All of which might suggest that there is great potential for ebooks at this juncture, as there is a flexibility inherent in the format that allows for greater responsiveness to market conditions and experimentation in commercial models. All of which is fine, but won’t really matter if nobody buys any ereaders, the principle consumption vehicle for ebooks. Articles on consumer spending are a plethora of dark clouds and the ereaders, as a reasonably large discretionary spend on a unique piece of functionality, are caught up in the high street maelstrom. All three of the ereaders announced may fall into a category of goods savaged as the credit crunch carries on crunching with the result that ebook forecasts have to be revised for 09. Demand is, one would think, fairly elastic for an iRex iLiad.
It comes at a sensitive time for digital publishing as the industry finds a toehold in reader’s imaginations and retailer websites. This is an area of publishing that has never experienced a recession and divining what impact it might have is like guessing which bank will fail next- a matter of luck as much as judgement. Charlie Stross has written that no one knows what a web 2.0 recession looks like. Not a 20th century one seems a safe answer, if such an answer can be said to exist. Credit to the manufacturers they have all, by the looks of it, upped the stakes in terms of the quality and functionality of the next gen readers. We have to respond in kind by making sure that our products are available and of high quality- books that are worth investing in, worth skipping a restaurant and staying in for and easy enough for anyone to do so. Ebooks have to be as good as their print cousins- and better.

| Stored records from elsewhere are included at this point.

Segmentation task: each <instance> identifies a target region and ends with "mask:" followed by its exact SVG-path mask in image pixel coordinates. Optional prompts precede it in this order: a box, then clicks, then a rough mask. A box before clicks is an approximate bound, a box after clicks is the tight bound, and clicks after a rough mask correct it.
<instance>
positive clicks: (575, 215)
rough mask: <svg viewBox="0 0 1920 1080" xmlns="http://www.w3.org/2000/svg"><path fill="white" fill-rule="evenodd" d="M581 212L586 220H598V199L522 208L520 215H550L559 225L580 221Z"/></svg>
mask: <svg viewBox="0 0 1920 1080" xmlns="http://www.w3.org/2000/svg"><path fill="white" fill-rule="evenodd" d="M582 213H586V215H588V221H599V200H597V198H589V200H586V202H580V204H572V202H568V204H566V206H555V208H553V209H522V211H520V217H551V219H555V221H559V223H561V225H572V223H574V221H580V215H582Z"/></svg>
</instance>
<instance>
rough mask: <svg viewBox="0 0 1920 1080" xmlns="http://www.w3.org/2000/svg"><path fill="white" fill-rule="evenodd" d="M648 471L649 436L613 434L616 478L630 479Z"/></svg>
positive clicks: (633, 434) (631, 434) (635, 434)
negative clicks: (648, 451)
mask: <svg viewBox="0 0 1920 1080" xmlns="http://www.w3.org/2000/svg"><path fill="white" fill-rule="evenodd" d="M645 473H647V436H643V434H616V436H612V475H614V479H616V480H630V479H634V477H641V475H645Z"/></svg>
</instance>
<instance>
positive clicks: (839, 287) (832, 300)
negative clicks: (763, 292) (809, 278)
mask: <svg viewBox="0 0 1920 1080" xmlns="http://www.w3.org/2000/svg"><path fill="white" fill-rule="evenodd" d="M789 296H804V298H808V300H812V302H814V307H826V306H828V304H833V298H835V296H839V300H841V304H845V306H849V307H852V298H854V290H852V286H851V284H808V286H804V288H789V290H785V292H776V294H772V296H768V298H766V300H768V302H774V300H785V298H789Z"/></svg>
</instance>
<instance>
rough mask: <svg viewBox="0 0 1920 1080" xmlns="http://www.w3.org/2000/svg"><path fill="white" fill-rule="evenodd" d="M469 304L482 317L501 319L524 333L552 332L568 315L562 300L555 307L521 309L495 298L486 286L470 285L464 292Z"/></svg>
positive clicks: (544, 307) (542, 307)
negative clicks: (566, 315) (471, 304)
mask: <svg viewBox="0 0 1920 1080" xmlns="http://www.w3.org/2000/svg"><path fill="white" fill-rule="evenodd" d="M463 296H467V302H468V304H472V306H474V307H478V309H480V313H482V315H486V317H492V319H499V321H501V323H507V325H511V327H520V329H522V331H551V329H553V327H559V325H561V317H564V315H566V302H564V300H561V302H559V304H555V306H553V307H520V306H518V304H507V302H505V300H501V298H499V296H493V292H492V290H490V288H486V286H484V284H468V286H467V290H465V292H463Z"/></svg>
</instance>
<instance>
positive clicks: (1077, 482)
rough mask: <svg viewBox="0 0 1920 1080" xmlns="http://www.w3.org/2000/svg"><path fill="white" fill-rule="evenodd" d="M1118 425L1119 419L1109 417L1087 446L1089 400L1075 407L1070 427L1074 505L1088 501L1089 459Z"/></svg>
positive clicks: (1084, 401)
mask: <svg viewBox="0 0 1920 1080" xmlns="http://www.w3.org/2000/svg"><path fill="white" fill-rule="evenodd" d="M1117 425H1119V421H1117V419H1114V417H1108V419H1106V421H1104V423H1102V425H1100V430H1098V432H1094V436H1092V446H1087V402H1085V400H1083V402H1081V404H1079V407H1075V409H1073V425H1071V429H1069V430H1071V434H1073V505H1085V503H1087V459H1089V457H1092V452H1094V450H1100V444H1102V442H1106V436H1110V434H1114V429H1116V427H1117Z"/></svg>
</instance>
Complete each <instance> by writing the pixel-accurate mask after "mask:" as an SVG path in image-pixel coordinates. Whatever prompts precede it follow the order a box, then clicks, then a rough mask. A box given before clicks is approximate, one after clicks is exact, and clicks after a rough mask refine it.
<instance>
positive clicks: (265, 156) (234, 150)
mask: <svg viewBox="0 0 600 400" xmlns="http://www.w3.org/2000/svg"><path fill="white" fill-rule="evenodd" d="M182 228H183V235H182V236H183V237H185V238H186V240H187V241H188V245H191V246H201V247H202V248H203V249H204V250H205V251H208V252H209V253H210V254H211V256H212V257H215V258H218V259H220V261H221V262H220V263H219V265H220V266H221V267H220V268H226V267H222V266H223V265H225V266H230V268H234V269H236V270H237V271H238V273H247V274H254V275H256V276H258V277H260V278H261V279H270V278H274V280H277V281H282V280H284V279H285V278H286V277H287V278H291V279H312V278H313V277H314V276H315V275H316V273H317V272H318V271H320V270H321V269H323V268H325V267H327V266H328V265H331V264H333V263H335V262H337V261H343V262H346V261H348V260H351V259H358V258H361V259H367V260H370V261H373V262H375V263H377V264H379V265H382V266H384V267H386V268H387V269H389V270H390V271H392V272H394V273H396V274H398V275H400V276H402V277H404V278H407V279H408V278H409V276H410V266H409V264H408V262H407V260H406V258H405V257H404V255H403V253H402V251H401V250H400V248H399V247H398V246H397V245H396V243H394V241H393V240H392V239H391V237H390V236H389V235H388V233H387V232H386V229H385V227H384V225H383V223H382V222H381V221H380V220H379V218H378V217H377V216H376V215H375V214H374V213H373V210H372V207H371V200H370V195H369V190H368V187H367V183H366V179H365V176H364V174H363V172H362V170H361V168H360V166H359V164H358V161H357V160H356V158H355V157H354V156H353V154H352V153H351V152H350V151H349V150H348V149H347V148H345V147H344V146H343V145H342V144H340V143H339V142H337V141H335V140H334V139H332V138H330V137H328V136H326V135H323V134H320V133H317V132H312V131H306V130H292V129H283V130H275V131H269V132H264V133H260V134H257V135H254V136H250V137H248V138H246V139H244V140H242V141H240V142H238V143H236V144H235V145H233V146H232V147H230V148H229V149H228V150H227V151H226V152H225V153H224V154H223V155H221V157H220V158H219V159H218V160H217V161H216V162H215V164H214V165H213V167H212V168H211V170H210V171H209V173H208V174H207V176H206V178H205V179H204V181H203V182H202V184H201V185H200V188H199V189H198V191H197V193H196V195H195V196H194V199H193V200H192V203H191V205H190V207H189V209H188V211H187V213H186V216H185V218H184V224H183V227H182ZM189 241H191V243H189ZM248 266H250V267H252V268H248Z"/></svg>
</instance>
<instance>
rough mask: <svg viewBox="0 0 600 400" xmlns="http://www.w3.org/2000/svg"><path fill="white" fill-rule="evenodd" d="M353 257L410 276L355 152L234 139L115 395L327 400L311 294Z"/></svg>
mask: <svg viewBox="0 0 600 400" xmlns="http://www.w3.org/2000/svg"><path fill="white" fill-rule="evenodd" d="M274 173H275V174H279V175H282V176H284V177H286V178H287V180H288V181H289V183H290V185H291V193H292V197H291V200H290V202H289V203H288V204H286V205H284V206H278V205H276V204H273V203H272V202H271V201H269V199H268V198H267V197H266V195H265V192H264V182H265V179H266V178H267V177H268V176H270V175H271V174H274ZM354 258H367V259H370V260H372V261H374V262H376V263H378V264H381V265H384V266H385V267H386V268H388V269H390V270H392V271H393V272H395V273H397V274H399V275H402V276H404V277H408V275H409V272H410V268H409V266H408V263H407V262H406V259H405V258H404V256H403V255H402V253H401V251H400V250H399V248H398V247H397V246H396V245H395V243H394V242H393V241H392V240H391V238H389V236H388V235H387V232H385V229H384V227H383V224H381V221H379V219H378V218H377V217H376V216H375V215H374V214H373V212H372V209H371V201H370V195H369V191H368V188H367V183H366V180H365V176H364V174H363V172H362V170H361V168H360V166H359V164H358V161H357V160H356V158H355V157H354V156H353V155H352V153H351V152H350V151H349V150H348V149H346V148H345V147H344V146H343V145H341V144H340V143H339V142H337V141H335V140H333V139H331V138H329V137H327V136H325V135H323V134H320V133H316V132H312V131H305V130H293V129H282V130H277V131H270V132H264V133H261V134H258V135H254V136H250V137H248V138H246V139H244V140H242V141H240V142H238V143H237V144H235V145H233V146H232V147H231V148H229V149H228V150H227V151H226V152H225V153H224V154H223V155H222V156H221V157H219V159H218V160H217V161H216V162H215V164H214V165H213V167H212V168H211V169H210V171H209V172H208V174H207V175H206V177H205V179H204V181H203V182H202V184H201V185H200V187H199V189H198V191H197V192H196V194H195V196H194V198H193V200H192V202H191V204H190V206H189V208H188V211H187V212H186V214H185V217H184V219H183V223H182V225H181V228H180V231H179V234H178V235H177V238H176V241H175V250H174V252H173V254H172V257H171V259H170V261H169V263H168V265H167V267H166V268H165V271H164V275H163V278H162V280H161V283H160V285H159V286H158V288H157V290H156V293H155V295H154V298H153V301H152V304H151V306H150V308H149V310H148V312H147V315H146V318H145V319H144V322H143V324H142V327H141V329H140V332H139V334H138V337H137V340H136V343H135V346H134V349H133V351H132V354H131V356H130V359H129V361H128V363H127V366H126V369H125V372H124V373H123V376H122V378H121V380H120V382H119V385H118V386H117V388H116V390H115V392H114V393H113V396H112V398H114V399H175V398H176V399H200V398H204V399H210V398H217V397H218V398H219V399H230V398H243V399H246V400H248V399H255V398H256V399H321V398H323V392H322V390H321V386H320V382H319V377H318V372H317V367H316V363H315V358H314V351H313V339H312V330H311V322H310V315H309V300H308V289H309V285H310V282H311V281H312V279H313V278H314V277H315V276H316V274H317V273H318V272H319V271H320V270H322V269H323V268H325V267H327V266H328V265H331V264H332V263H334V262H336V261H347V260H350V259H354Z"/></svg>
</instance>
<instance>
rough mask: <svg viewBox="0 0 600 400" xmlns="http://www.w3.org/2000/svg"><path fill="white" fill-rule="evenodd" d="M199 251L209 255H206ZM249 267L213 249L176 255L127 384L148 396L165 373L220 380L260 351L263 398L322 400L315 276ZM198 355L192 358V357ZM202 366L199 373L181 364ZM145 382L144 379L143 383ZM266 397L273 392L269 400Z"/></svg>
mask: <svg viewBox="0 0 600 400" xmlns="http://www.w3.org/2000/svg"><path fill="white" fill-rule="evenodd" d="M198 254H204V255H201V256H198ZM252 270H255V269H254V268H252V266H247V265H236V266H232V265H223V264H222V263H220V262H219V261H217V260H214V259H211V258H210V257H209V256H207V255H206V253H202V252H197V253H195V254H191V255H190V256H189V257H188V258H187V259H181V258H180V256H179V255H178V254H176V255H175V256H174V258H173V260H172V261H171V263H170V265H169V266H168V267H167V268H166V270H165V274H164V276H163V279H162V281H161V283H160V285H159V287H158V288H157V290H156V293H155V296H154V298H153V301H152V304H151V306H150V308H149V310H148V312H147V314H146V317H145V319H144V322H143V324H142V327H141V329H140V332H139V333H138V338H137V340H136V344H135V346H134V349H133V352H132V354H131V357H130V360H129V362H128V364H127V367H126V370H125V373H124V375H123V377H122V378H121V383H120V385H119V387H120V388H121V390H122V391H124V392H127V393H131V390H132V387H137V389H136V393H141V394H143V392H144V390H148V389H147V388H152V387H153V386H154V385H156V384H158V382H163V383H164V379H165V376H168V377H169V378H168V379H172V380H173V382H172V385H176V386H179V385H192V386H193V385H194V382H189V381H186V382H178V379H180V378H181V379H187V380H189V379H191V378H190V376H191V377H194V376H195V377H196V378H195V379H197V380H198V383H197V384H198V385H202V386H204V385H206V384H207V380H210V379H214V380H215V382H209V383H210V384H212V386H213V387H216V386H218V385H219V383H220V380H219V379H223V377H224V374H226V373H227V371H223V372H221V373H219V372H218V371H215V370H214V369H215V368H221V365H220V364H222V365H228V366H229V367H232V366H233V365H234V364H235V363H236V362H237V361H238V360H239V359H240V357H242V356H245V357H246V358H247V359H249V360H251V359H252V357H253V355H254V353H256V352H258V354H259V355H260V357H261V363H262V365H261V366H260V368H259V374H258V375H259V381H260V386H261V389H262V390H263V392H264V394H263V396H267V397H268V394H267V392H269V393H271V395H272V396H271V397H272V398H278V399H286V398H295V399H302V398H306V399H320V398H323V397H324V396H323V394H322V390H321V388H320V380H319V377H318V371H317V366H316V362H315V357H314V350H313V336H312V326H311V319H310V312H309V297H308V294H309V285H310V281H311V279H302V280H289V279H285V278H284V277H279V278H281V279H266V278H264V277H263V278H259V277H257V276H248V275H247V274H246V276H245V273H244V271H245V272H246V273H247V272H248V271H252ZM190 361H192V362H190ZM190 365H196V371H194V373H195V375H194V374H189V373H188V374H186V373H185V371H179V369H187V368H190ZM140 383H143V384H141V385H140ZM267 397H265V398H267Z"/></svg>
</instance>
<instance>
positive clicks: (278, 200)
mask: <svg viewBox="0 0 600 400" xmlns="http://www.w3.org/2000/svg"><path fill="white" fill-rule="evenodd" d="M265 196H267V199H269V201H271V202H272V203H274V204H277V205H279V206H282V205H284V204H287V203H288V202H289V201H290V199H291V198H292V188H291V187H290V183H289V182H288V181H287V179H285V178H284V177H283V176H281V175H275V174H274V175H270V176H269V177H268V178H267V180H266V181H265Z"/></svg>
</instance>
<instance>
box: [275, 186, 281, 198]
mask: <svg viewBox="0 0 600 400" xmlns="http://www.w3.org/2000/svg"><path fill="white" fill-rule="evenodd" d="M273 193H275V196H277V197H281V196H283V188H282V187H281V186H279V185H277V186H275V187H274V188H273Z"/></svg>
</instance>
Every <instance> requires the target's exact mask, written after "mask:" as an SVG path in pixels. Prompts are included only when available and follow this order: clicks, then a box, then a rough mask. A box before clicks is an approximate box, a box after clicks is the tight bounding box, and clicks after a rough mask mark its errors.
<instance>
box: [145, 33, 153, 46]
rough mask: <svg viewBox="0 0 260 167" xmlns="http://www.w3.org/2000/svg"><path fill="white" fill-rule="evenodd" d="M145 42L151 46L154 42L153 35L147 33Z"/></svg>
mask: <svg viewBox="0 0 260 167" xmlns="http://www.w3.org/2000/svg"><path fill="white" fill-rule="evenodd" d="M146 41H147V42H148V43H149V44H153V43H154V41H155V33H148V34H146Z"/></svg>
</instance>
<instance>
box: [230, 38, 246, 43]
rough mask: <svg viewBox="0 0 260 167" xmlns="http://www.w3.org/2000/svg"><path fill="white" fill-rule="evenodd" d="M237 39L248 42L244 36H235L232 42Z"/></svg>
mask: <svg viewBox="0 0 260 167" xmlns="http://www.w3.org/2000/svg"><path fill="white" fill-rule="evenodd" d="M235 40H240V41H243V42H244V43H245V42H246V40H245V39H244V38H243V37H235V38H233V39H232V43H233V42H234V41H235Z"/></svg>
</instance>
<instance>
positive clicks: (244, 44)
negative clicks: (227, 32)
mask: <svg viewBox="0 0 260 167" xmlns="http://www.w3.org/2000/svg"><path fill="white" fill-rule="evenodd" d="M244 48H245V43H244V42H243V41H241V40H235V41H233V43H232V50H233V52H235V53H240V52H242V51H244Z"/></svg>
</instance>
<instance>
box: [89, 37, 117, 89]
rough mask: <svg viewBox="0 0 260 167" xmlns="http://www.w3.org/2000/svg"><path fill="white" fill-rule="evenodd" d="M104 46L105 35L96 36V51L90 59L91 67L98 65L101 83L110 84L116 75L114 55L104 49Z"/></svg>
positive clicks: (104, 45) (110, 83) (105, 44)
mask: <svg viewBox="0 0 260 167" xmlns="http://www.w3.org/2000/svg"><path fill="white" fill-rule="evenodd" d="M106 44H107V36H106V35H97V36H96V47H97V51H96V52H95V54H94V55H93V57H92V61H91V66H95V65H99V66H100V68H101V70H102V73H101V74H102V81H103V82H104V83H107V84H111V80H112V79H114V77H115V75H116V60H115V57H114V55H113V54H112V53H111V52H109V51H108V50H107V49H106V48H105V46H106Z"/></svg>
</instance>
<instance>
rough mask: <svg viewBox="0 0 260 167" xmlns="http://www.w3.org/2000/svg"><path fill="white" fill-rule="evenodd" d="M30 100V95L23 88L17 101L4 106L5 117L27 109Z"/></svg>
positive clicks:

The long winded message of this article can be summarised fairly easily: to ensure that the just announced next gen of ereaders doesn’t fail, manufacturers will have to seriously consider cutting price points in reaction to the (real and anticipated) collapse of consumer demand as a result of the crunch. While ebooks will be robust enough without it, they could really start kicking ass if we get a bit creative.
Apologies to anyone immeasurably bored of hearing the words “credit crunch” and “economic crisis”. You are not alone.